Penso que é um plano respeitável e sério para consolidar as contas públicas portuguesas”
Kevin Dunning avisa para vários riscos no plano de consolidação orçamental português, nomeadamente previsões demasiado optimistas do lado da receita e do crescimento económico, e também o perigo da instabilidade política dificultar a sua implementação.
Ainda assim, o responsável na Economist Intelligence Unit pelo acompanhamento da economia nacional, dá nota positiva ao que já se conhece do plano de consolidação orçamental.
“Penso que é um plano respeitável e sério para consolidar as contas públicas portuguesas”, diz, acrescentando que “se o défice português ficar razoavelmente próximo [mas acima] dos 3% em 2013, isso será, ainda assim, um feito colossal – apesar de conseguido com um custo económico considerável”
O Governo espera uma taxa de crescimento média de cerca de 1,2% entre 2010 e 2013, o que é mais elevado que a média de 2002 e 2008. Parece-lhe razoável?
Parece-me que é uma projecção de crescimento do PIB demasiado optimista, que não leva em linha de conta os efeitos da contenção orçamental nas outras componentes do PIB. Os cortes no sector público irão provavelmente afectar negativamente a confiança dos consumidores e o rendimento disponível, o que significa que o crescimento do consumo privado será fraco. A previsão de crescimento também depende bastante de um crescimento forte das exportações, num momento em que os parceiros comerciais de Portugal terão de lutar muito para criarem uma procura tão elevada, dado que também eles estarão a cortar os seus défices orçamentais ao mesmo tempo.
A consolidação entre 2010 e 2013 (5,5 pontos percentuais, de 8,3% para 2,8%) é conseguida metade (51% ou 2,8 pontos) por um aumento de receitas e metade por um corte de despesa (49% ou 2,7 pontos). É razoável? É suficientemente ambicioso?
O plano para obter metade da consolidação através cortes de despesa e metade por um aumento de receita é certamente razoável, e provavelmente o método politicamente mais aceitável de repartir a dor económica das medidas de austeridade. O calendário do plano é certamente muito ambicioso, o facto de colocar a maior parte do esforço de ajustamento orçamental nos últimos anos é menos bem-vindo.

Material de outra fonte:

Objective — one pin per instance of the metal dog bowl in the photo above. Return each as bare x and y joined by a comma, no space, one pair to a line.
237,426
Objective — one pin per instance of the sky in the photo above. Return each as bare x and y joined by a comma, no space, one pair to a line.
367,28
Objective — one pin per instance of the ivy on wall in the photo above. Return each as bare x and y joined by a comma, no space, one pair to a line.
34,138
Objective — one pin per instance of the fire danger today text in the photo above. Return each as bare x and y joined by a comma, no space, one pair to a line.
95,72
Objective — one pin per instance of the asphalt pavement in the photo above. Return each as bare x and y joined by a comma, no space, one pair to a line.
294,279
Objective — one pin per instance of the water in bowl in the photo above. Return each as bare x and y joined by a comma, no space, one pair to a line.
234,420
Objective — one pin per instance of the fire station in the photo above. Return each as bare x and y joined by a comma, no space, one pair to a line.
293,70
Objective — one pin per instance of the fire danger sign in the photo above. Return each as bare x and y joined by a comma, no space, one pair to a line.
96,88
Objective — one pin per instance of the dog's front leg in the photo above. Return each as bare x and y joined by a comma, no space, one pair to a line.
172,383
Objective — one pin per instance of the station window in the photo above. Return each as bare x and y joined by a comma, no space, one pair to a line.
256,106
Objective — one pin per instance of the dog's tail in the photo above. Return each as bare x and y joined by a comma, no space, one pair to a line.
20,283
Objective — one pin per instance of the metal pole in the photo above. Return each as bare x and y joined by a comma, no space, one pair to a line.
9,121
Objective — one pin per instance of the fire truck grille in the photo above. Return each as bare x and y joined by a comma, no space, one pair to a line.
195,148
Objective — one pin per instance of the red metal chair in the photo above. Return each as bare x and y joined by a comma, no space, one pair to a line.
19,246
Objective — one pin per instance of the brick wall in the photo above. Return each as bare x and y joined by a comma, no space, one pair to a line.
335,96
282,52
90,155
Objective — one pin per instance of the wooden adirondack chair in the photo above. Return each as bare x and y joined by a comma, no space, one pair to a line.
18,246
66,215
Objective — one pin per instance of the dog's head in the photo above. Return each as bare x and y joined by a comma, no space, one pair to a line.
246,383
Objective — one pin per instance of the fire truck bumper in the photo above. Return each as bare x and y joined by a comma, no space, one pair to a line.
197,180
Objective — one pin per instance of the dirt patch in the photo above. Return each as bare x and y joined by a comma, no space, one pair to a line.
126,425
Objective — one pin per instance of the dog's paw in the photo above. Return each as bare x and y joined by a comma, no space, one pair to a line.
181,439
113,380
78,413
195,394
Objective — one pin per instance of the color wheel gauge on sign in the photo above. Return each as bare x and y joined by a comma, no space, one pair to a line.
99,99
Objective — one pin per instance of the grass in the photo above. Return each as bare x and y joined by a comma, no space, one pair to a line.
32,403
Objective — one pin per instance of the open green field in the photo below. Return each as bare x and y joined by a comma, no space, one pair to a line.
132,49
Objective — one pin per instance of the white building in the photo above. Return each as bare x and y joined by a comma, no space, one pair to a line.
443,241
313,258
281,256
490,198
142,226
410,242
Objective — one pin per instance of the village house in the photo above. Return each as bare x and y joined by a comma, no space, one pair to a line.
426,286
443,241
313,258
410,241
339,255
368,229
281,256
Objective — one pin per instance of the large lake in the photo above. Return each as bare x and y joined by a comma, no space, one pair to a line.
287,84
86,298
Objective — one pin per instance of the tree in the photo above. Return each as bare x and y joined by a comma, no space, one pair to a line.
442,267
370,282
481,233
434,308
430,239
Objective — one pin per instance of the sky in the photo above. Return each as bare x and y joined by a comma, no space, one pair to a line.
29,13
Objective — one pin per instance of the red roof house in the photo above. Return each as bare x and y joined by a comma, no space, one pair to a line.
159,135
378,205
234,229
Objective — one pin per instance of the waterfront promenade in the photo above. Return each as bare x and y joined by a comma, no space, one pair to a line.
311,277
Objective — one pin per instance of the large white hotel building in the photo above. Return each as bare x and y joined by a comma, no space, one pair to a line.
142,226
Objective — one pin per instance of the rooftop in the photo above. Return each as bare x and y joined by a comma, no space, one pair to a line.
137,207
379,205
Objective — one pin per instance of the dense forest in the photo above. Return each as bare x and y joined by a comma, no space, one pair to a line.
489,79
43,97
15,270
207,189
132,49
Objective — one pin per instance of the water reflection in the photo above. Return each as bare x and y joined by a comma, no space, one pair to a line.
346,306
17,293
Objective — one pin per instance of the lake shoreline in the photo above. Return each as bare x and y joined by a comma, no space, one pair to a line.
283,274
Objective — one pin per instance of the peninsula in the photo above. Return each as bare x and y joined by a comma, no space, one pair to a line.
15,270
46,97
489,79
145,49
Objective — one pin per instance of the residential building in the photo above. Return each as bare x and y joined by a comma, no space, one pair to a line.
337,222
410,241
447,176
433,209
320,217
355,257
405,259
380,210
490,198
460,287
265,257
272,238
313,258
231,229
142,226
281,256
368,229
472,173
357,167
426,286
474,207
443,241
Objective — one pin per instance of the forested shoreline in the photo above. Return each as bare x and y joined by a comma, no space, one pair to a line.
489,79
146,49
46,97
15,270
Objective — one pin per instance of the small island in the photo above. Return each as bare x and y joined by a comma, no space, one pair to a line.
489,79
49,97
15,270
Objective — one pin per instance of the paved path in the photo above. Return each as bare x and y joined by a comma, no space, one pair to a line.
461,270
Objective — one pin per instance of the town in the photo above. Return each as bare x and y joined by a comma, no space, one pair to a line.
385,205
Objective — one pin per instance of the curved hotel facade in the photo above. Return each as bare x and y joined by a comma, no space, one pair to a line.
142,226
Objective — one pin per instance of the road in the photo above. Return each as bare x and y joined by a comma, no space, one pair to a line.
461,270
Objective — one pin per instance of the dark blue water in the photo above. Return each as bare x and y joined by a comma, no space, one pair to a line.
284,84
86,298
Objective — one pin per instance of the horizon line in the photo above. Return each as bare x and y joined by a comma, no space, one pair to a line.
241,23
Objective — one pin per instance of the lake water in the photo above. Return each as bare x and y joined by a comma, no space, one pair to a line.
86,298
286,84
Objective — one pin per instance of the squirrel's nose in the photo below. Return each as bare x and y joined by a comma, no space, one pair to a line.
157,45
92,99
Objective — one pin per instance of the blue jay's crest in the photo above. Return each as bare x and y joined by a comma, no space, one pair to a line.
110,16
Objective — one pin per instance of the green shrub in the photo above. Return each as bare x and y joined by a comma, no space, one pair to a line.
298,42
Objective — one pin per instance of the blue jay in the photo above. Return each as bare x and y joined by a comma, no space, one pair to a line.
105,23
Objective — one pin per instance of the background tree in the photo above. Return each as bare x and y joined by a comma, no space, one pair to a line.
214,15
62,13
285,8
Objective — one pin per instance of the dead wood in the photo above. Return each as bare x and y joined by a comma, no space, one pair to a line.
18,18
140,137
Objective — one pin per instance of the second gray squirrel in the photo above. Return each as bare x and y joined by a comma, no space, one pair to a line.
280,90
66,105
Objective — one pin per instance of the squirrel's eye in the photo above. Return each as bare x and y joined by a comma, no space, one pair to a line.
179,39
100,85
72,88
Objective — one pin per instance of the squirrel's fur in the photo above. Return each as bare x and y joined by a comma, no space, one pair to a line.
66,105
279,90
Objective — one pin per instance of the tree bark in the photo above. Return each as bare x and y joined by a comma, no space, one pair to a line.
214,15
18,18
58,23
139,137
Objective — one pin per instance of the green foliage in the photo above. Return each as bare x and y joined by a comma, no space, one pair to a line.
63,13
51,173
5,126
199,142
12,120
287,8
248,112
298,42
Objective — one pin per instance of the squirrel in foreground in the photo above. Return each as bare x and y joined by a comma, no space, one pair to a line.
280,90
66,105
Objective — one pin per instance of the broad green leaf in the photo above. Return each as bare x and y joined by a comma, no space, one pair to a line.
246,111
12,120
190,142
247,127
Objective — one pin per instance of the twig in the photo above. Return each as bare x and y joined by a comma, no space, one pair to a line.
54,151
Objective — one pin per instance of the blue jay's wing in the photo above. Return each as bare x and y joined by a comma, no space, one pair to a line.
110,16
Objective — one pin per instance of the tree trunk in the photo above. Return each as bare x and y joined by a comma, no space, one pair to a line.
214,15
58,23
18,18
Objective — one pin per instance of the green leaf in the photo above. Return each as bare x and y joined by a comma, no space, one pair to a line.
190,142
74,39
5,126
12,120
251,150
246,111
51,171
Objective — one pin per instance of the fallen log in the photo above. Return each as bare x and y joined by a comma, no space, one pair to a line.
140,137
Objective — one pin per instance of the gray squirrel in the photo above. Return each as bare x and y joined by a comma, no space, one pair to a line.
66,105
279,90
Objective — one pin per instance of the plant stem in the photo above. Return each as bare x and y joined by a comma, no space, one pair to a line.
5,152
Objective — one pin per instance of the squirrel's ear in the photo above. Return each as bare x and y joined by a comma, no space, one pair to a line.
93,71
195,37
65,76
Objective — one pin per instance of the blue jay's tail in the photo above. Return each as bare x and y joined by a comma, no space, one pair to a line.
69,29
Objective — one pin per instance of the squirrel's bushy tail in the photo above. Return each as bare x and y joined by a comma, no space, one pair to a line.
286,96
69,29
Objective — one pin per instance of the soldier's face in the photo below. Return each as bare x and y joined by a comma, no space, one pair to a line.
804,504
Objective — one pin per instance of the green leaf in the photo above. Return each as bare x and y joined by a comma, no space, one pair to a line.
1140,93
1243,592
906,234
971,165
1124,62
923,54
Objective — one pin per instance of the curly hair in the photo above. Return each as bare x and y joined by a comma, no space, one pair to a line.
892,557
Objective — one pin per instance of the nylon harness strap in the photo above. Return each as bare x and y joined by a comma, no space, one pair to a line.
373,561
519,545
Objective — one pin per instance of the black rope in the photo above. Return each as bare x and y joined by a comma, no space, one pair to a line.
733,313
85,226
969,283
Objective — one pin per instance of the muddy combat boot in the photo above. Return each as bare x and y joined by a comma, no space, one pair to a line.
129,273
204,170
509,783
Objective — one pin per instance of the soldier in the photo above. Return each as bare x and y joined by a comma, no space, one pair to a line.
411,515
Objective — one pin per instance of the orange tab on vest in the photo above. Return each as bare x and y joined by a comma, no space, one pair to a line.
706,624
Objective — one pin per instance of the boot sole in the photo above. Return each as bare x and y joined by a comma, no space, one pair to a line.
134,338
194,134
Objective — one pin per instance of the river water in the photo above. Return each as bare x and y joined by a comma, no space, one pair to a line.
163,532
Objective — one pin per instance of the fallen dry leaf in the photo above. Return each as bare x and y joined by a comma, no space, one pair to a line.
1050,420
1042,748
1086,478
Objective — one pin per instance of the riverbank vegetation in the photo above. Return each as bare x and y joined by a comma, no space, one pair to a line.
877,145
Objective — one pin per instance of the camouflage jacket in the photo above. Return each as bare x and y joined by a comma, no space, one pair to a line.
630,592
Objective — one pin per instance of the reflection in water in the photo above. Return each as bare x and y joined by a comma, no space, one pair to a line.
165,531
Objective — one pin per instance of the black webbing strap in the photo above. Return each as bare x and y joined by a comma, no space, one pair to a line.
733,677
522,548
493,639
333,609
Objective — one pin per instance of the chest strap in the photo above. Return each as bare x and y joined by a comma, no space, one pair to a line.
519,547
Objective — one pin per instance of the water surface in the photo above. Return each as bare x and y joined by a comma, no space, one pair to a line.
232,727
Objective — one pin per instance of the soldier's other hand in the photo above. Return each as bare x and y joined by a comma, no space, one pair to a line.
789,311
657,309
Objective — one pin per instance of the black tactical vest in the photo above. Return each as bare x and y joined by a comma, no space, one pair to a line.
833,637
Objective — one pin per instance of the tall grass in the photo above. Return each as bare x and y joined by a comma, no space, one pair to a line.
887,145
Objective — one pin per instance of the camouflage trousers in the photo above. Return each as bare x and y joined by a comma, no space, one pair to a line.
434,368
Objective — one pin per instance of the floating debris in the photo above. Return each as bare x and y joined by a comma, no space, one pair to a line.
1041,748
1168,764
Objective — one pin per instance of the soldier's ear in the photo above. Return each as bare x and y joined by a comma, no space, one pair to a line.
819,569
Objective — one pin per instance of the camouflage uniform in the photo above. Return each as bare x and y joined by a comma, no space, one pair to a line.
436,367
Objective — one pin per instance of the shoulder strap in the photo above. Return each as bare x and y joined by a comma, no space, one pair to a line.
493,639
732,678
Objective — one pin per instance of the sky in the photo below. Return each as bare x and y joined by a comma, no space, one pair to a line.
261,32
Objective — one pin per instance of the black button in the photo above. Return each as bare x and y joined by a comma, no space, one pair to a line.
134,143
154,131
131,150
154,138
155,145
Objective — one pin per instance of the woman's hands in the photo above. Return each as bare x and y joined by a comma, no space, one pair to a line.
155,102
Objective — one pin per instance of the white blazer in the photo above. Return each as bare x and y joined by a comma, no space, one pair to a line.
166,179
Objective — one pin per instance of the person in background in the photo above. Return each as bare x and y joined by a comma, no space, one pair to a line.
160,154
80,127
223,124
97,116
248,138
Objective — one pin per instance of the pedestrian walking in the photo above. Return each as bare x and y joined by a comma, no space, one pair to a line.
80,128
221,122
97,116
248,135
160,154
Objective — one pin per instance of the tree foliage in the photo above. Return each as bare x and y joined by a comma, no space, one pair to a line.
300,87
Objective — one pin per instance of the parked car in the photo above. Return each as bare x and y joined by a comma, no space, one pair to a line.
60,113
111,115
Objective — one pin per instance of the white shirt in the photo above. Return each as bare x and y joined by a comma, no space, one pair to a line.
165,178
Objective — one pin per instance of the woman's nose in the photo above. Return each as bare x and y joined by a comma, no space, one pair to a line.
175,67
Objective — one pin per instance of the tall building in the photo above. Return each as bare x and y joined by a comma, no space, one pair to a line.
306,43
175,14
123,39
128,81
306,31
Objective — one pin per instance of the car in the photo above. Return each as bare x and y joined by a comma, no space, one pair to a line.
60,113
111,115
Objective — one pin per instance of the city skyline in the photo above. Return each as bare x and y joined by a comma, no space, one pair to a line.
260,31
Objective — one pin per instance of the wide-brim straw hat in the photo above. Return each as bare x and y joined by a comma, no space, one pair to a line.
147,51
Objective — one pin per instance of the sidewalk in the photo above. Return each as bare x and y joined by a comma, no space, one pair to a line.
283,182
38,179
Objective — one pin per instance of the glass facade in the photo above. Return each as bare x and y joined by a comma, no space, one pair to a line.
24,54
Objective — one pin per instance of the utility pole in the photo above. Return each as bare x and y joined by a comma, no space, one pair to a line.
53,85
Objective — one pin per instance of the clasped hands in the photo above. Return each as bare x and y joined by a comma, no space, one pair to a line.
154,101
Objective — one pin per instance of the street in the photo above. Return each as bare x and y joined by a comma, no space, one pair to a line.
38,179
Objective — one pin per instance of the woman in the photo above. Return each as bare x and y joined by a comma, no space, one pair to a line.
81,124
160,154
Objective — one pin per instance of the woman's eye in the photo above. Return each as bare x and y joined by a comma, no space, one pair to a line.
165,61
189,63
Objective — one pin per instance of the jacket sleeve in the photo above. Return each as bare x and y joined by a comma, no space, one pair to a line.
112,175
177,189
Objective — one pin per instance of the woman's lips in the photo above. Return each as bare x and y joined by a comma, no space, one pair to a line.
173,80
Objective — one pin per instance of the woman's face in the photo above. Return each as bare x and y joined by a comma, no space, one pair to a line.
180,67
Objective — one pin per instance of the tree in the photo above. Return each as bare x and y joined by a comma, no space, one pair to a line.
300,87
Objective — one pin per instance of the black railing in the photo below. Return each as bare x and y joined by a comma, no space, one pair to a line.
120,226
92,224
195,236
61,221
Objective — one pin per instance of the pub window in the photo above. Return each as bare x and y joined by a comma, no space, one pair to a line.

Em geral, os cortes de despesa tendem a ser uma forma mais eficaz de cortar o défice do que aumentar a receita. No caso português, por exemplo, sabemos que parte do aumento da receita é esperado de medidas extraordinárias como as privatizações e cortes em despesa de capital. A sustentabilidade da consolidação orçamental está mais em risco devido a estas medidas extraordinárias, pois não são de natureza estrutural. Por outro lado, temos de reconhecer as realidades do ambiente político e económico, e perceber que prometer cortes de despesa demasiado fortes é uma opção politicamente insustentável.
Dos 2,8 pontos de PIB aumento de receita, 0,8 pontos vêm de mais impostos (nomeadamente através de cortes nas deduções fiscais na Saúde e na Educação, e de um novo escalão de IRS mais elevado para os rendimentos mais elevados). Os restantes vêm do efeito da retoma económica nas receitas fiscais. Quão arriscada é esta hipótese sobre a melhoria cíclica da economia que explica quase 2/3 da consolidação total?
As expectativas sobre a melhoria cíclica é o elemento mais arriscado das hipóteses do Governo, porque os cortes esperados na despesa deverão contrariar a recuperação cíclica. Isto irá ter um impacto negativo nas receitas fiscais. Os impostos, por oposição, são uma variável mais controlável pelo governo, embora tenha um custo politico.
Qual é a sua avaliação geral do plano apresentado?
Penso que é um plano respeitável e sério para consolidar as contas públicas portuguesas, mas que faz projecções económicas demasiado optimistas (no crescimento do PIB, das exportações, na inflação e no desemprego) numa tentativa de trazer o défice para valores inferiores a 3%.
Também me parece que o calendário, imposto pelas regras da Zona Euro e pela impaciência dos mercados financeiros, é demasiado ambicioso. No entanto, se o défice português ficar razoavelmente próximo dos 3% em 2013, isso será, ainda assim, um feito colossal – apesar de conseguido com um custo económico considerável.
Os principais riscos do plano nascem do perigo dos cortes orçamentais ameaçarem a recuperação; de impulsos deflacionistas resultantes do impacto dos cortes de despesa na procura interna (ameaçando um aumento mais rápido do peso da dívida pública no PIB); das projecções de crescimento da receita com privatizações, que são demasiado optimistas; e, muito importante, do risco político de a implementação do plano ser minada pela oposição política aos cortes de despesa. O governo tem uma tarefa impressionante pela frente, primeiro para vender os cortes orçamentais à população e à Função Pública, e depois para os implementar.